Friday, May 24, 2013
Review: Paradise Squandered by Alex Stefansson
Insightful, provocative and bold, Paradise Squandered is Alex Stefansson's take-no-prisoners debut novel about a cynical teenager's naive artistic aspirations, and his pining love for a girl he is too afraid to actually talk to. It is a raw, powerful portrait of a disaffected generation in an empty, consumer-culture world. It is the story of Andrew Banks, a recent graduate of Puget Sound Prep and quite possibly the most directionless member of his graduating class.
This is a story of what it is like to aimlessly trudge along that strange and uncharted course that is life after high school.

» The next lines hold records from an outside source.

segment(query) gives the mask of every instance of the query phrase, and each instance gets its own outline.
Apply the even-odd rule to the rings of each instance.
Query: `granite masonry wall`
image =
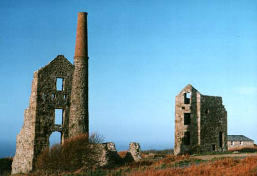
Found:
[[[228,141],[228,150],[253,148],[254,148],[254,141]]]
[[[58,55],[34,74],[29,107],[25,110],[24,123],[17,135],[12,174],[28,173],[34,168],[37,156],[49,146],[54,131],[61,134],[61,142],[69,137],[69,118],[73,66]],[[57,89],[57,80],[62,83]],[[55,122],[55,109],[63,111],[61,124]]]
[[[226,151],[227,111],[219,97],[187,85],[176,97],[174,154]]]

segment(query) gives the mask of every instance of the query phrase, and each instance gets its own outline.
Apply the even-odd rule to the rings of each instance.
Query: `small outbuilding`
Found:
[[[228,150],[234,150],[244,148],[253,148],[254,140],[243,135],[228,135]]]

Andrew returns home from a long-promised graduation trip to Hawaii and re-enters a bland, suburban landscape of privilege and indifference feeling alone and empty. The house he grew up in doesn't feel like home anymore. His mother seems more interested in desperately clinging to youth than being a mother. His sister only cares about playing the role of dutiful daughter. His brother disappeared years ago. His dad died when he was ten.
Talented but uninspired, Andrew knows he wants to pursue his art, but he has no idea how. He resigns himself to going through the motions of his own life, until he overhears the disturbing truth of his father's death. He instantly decides he has to leave his childhood home forever, and a darkly hilarious odyssey ensues.
Andrew moves to a new city with his best friend, David, who is going to college in the fall and has big plans for his future. Andrew's plans are less academic. He meets Steven, a highly ambitious artist with questionable motives, and a mysterious and alluring young woman who keeps him coming back to the same coffee shop, day after day. Andrew eventually discovers that some things are actually worth pursuing.
Paradise Squandered is an excellent coming of age novel that can appeal to those of all ages and tastes.
Beautifully written and thoroughly real, the work will leave readers thinking long after they read that final page.
Andrew is an excellent narrator. The kind of character that you feel you shouldn't like, but end up liking regardless. He has that connectable, witty sarcasm in his voice, displaying an honesty that hasn't been seen this successful since the narration of Holden Caulfield. The characterization that Stefansson crafts is remarkable.
Paradise Squandered holds many great themes and lessons. I found the writing to be breathtaking, and the quoting opportunities are just about endless. Anyone who has dreams but trouble figuring out what they are going to do next can easily connect to the story. The authentic voices and feelings of the darker sides of teenagers is captured within these pages.
This novel will have you entertained and emotional throughout the entire ride, all the way to the ending - which I thought was the perfect closing spot.
A shorter read, Paradise Squandered holds more content and relevance than the majority of other novels in its genre, and is a breathtaking find.
Bold, brilliant, clever and refreshingly honest, Paradise Squandered is not a novel to miss. Stefansson is able to write to change the reader's mood and thought, and really get them to feel - and I think that is something really amazing. Would highly recommend.